Akan Lebih
Aku menyukai kita yang tak mengerti apa-apa kecuali kertas dan huruf-huruf hitam di atasnya
Aku menyukai sepasang cangkir dengan kopi tebal yang menenggelamkan kata-kata menjadi selembar prosa
Aku menyukai percakapan yang menanggalkan kalimat-kalimat, dan lebih banyak memanfaatkan netra untuk mengungkap kedalaman jiwa
Aku pun menyukai perjumpaan yang demikian asing dari keramaian, bukankah lebih menyempitkan makna kata bising, atau menggaduhkan makna kata kita
Aku sangat menyukai tentang peran semesta dalam menggumulkan diksi paling alam di ketidakberaksaraan kita
Bukan begitu?
Jombang, 2017-01- 26
Ibarat
Setetes lautan
Mendebur dalam kelopak
Nyanyikan lagu nyiur yang teduh
Meski sendu menitik kalbu
Ulurkan kisah yang menjuntai dalam jiwa
Turut sentuh tepian luka
Pemuisi ini
Mencemaskan diksi yang hilang
Padahal sekotak penuh makna hidup
Tergeletak di ruang hatinya
Jombang, 10-3- 2017
Sempurna
Merasa pangling aku pada dunia. Cinta diibaratkan hubungan lelaki dan wanita. Padahal kita berasal dari ketidakberadaan; hampa menjadi wujud seharusnya. Kita pun lupa tak sejarahkan asal-muasal gender yang sebenar sempitkan makna. Jika cinta serupa desir memeluk, mencium, atau meraba. Lalu kita sebut apa kehadiran mereka yang tak bertangan, tak memiliki paras.

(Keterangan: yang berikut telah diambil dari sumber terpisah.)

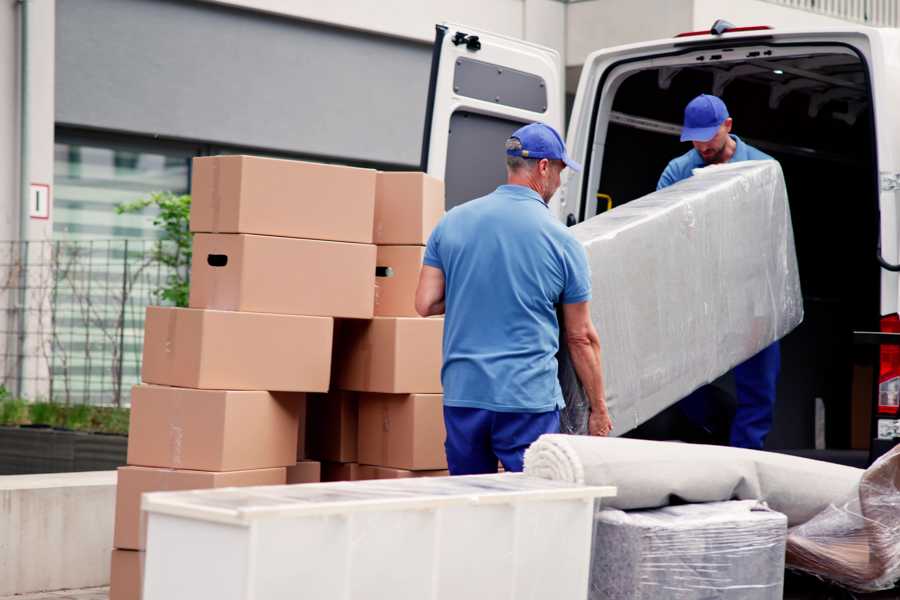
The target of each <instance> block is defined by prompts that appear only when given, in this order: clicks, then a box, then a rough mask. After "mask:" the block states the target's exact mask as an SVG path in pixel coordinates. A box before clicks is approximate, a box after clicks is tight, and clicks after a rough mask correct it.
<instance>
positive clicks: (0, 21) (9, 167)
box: [0, 2, 19, 240]
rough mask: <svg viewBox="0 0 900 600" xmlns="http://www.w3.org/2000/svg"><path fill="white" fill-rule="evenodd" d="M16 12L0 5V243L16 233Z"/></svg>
mask: <svg viewBox="0 0 900 600" xmlns="http://www.w3.org/2000/svg"><path fill="white" fill-rule="evenodd" d="M18 61H19V11H18V8H17V7H16V5H15V4H14V3H13V2H3V3H2V4H0V240H11V239H15V238H16V237H18V231H19V212H18V207H19V204H18V202H16V198H18V196H19V187H18V185H19V183H18V182H19V176H18V173H19V83H18V82H19V75H18V73H19V69H18V64H19V63H18Z"/></svg>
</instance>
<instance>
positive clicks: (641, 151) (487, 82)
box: [422, 22, 900, 448]
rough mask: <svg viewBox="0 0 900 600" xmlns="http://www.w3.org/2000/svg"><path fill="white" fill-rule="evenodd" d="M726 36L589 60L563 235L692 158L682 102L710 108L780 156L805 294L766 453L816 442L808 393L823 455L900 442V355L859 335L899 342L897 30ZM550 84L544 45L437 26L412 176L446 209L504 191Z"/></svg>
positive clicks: (743, 133) (573, 120)
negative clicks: (708, 102)
mask: <svg viewBox="0 0 900 600" xmlns="http://www.w3.org/2000/svg"><path fill="white" fill-rule="evenodd" d="M728 27H729V26H728V24H723V23H722V22H717V24H716V25H715V26H714V29H715V30H716V31H717V33H716V34H713V33H712V32H699V33H689V34H682V35H680V36H677V37H674V38H672V39H667V40H659V41H654V42H646V43H640V44H633V45H629V46H620V47H616V48H610V49H607V50H601V51H599V52H595V53H593V54H592V55H590V56H589V57H588V59H587V61H586V62H585V65H584V69H583V71H582V73H581V79H580V81H579V83H578V91H577V93H576V95H575V97H574V103H573V104H572V106H571V118H570V121H569V127H568V136H567V140H568V151H569V154H570V156H572V157H573V158H574V159H575V160H577V161H579V162H582V163H583V164H584V167H585V168H584V172H582V173H571V172H568V171H567V172H565V173H564V179H563V184H562V188H561V189H560V191H559V192H558V194H557V196H556V197H555V198H554V199H553V201H552V203H551V209H552V210H553V211H554V212H555V214H557V215H558V217H559V219H560V220H561V221H562V222H564V223H567V224H569V225H573V224H576V223H578V222H581V221H583V220H585V219H588V218H590V217H593V216H595V215H597V214H599V213H601V212H603V211H605V210H609V209H610V208H612V207H615V206H620V205H622V204H624V203H626V202H629V201H631V200H634V199H636V198H638V197H640V196H642V195H645V194H647V193H649V192H651V191H653V190H654V189H655V187H656V182H657V179H658V178H659V175H660V174H661V173H662V170H663V168H664V167H665V166H666V164H667V162H668V161H669V160H670V159H672V158H674V157H676V156H679V155H681V154H683V153H684V152H686V151H687V150H688V149H689V148H690V146H689V145H688V144H683V143H680V142H679V140H678V133H679V132H680V124H681V119H682V114H683V109H684V106H685V104H686V103H687V102H688V101H689V100H690V99H691V98H693V97H694V96H696V95H697V94H699V93H713V94H716V95H718V96H720V97H722V98H723V99H724V100H725V102H726V104H727V105H728V108H729V111H730V113H731V116H732V117H733V118H734V130H733V131H734V133H735V134H737V135H738V136H740V137H742V139H744V140H745V141H747V142H748V143H750V144H751V145H754V146H756V147H758V148H759V149H761V150H763V151H764V152H766V153H768V154H770V155H772V156H774V157H775V158H776V159H778V160H779V161H780V162H781V165H782V167H783V169H784V174H785V178H786V181H787V185H788V192H789V198H790V203H791V212H792V217H793V224H794V232H795V238H796V245H797V255H798V259H799V264H800V277H801V281H802V285H803V294H804V305H805V313H806V317H805V321H804V323H803V324H802V325H801V326H800V327H799V328H798V329H797V330H796V331H794V332H793V333H791V334H790V335H789V336H787V337H786V338H785V339H784V340H783V341H782V353H783V358H782V362H783V366H782V375H781V380H780V384H779V402H778V406H777V409H776V417H775V426H774V428H773V431H772V433H771V435H770V438H769V441H768V447H771V448H812V447H813V446H814V444H815V434H814V426H815V425H814V421H815V419H814V410H815V406H816V402H817V399H821V401H822V402H823V403H824V406H825V414H826V423H827V442H828V446H829V447H830V448H851V447H853V448H864V447H866V446H868V442H869V440H870V439H871V438H881V439H882V440H890V439H892V438H895V437H900V421H898V418H900V416H898V414H897V398H898V391H900V346H896V345H894V346H892V345H881V346H879V345H878V344H879V343H880V342H883V341H884V340H885V338H886V336H879V335H871V334H862V333H859V332H879V331H880V332H898V331H900V319H898V316H897V313H898V303H900V280H898V274H897V271H898V267H897V263H900V257H898V246H900V210H898V200H900V191H898V189H900V109H898V108H897V107H898V106H900V31H898V30H892V29H873V28H865V27H855V26H848V27H847V28H843V29H827V30H826V29H822V30H816V31H798V30H784V31H781V30H777V29H770V28H767V27H750V28H730V29H729V28H728ZM563 77H564V71H563V65H562V62H561V59H560V56H559V54H558V53H557V52H556V51H554V50H551V49H549V48H544V47H541V46H537V45H534V44H530V43H527V42H523V41H521V40H515V39H510V38H506V37H502V36H497V35H494V34H490V33H485V32H481V31H477V30H474V29H472V28H468V27H464V26H457V25H443V26H438V27H437V40H436V43H435V46H434V56H433V64H432V75H431V85H430V88H429V103H428V110H427V114H426V125H425V140H424V144H423V156H422V168H423V169H425V170H427V171H428V172H429V173H431V174H433V175H435V176H438V177H442V178H444V179H445V180H446V185H447V207H448V208H450V207H452V206H454V205H456V204H459V203H461V202H464V201H466V200H468V199H471V198H474V197H477V196H479V195H482V194H484V193H486V192H488V191H490V190H492V189H493V188H494V187H495V186H496V185H497V184H498V183H500V182H501V181H502V180H503V178H504V177H505V167H504V162H503V159H502V150H501V149H502V147H503V141H504V140H505V138H506V137H508V135H509V134H510V133H511V132H512V131H513V130H514V129H515V128H516V127H518V126H519V125H520V124H521V123H524V122H530V121H544V122H546V123H548V124H550V125H552V126H554V127H556V128H558V129H559V130H560V131H562V129H563V124H564V120H565V119H564V113H565V94H564V82H563ZM600 301H602V300H600ZM601 336H602V332H601Z"/></svg>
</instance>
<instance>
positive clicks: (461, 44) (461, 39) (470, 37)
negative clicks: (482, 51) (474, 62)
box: [450, 31, 481, 52]
mask: <svg viewBox="0 0 900 600" xmlns="http://www.w3.org/2000/svg"><path fill="white" fill-rule="evenodd" d="M450 41H451V42H453V45H454V46H461V45H463V44H465V45H466V48H467V49H468V50H471V51H472V52H478V51H479V50H481V41H480V40H479V38H478V36H477V35H468V34H465V33H463V32H462V31H457V32H456V34H455V35H454V36H453V38H452V39H451V40H450Z"/></svg>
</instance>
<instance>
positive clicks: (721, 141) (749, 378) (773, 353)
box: [656, 94, 781, 450]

Selain diciptakan di tengah orang yang salah artikan kesempurnaan.
Indonesia Kedua
Memuisikan Indonesia hari ini
Seperti menemukan belati dalam jantung tubuh
Harmonis seolah jadi jelmaan artifisial yang terperangkap di kepala-kepala politisi
Tapi kita bisa bicara lantang soal kontur kaum sarungan
Yang berdiri saat keadilan dikabarkan mati
Pada hati-hati mereka yang terpilin ketidaksantunan jaman
Sementara merah-putih masih belum selesai dikibarkan
Kita mesti mengingat sorban putih berornamen nusantara
Kain yang sama yang kelak membebat luka bangsa
Benangnya adalah sutra keempat as Saff yang mereka pintal sendiri
Maka pekikan takbir dalam dadanya yang berongga itu
Lebih liris dari bait-bait para penyair
Semacam pangkat paling kontemporer
Yang diselipkan Tuhan pada dawuh sang kiai
Begitulah cara-Nya wariskan bunga terakhir
Kepada bangsa renta bernama kita
Jombang, 25 Januari 17
Obituari Pagi
Jendela timur menyisakan rongga sebesar wajahmu
Pohon yang mengatur konturnya demikian
Pada sisa hujan semalam
Memberatkan mimpi yang dibangun jejak kata-kata kita
Sementara metahari enggan tumbuh
Seperti rindu yang tampak kurus tak terasuh
Kemudian kutemukan tangis tergeletak dimana-mana
Mengunjungi apapun yang sungkawa
Seluruhnya mengelebat
Membentuk warta-warta yang menyulitkan indra
Lalu berhenti di antara napas yang belum hirup
Endapkan alasan purba
Sedang mata yang menyimpan posturmu; sepet!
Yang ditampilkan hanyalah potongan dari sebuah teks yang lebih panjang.